Hal now had his pipe, and carried books and paper. With these he sat down on the rustic seat that encircled one of the captain’s big elms – a seat before which a table had been built, for al fresco meals, or study. He opened one of the books and began writing busily, while smoke curled on the breeze now growing damp and raw. Even the doctor could not but admit Hal made an attractive figure in his white flannels.

“Pure camouflage, that study is,” pondered the doctor. “That smile augurs no good.” Down-stairs he heard Briggs moving about, and pity welled again. “This is bad, bad. There’s something in the wind, I know. Tss-tss-tss! What a wicked, cruel shame!”

Down in the cabin, Captain Briggs’s appearance quite belied the doctor’s pity. Every line of his venerable face showed deep content. In his eyes lay beatitude.

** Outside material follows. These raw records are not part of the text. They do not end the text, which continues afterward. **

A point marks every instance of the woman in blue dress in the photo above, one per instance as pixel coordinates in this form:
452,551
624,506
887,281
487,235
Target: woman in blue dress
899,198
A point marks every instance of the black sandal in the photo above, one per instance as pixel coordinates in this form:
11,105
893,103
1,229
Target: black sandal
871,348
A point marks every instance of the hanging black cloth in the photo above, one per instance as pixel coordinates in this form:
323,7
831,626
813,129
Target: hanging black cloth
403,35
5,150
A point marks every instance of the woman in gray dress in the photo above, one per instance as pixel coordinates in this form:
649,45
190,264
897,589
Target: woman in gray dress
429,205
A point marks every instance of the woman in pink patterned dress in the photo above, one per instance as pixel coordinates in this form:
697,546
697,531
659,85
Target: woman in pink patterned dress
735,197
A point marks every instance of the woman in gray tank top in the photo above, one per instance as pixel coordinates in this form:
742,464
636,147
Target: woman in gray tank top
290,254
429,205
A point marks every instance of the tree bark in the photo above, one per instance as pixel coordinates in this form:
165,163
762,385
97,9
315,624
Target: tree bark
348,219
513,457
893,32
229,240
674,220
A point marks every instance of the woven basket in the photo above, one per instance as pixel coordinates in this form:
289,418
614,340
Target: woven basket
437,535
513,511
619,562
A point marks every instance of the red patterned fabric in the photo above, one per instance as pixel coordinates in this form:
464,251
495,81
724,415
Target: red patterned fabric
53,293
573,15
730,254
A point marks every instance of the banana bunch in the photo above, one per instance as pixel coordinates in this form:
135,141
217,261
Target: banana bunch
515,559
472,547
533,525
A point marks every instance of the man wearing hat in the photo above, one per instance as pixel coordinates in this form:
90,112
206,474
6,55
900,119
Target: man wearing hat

“Thank God, the boy’s true-blue, after all!” he murmured. “Just a little wild, perhaps, but he’s a Briggs – he’s sound metal at the core. Thank God for that!”

He opened the top drawer of his desk, took out a little slip of paper that helped refresh his memory, and approached the safe. Right, left, he turned the knob, as the combination on the paper bade him; then he swung open the doors, and pulled out a little drawer.

“Cap’n Briggs, sir!”

At sound of Ezra’s voice in the doorway, he started almost guiltily.

“Well, what is it?”

“Anythin’ you’re wantin’ down to Dudley’s store, sir?”

“No, Ezra.” The captain’s answer seemed uneasy. Under the sharp boring of Ezra’s steely eyes, he quailed. “No, there’s nothing.”

“All right, cap’n!” The old cook remained a moment, observing. Then with the familiarity of long years, he queried:

“Takin’ money again, be you? Whistlin’ whales, cap’n, that won’t do!”

“Ezra! What d’you mean, sir!”

“You know, cap’n, we’re gittin’ mighty nigh the bottom o’ the locker.”

“You’re sailing a bit wide, Ezra!”

“Mebbe, sir.” The honest old fellow’s voice expressed deep anxiety. “But you an’ me is cap’n an’ mate o’ this here clipper, an’ money’s money.”

The voices drifting out the open window brought Hal’s head up, listening. The doctor, peering through the blinds, saw him hesitate a moment, peer ’round, then cross the lawn to where, screened by the thick clump of lilac-bushes, he could peek into the room.

“Money’s money, cap’n,” repeated Ezra. “We hadn’t oughta let it go too fast.”

“There’s lots of better things in this world than money, Ezra,” said the captain, strangely ill at ease.

“Mebbe, sir, but it takes money to buy ’em,” the cook retorted. “I ain’t a two-dollar-worry man fer a one-dollar loss, but still I know a dollar’s a good little friend.”

“Happiness is better,” affirmed the captain. “What I’m going to spend this money for now will bring me happiness. Better than all the money in the world, is being contented with your lot.”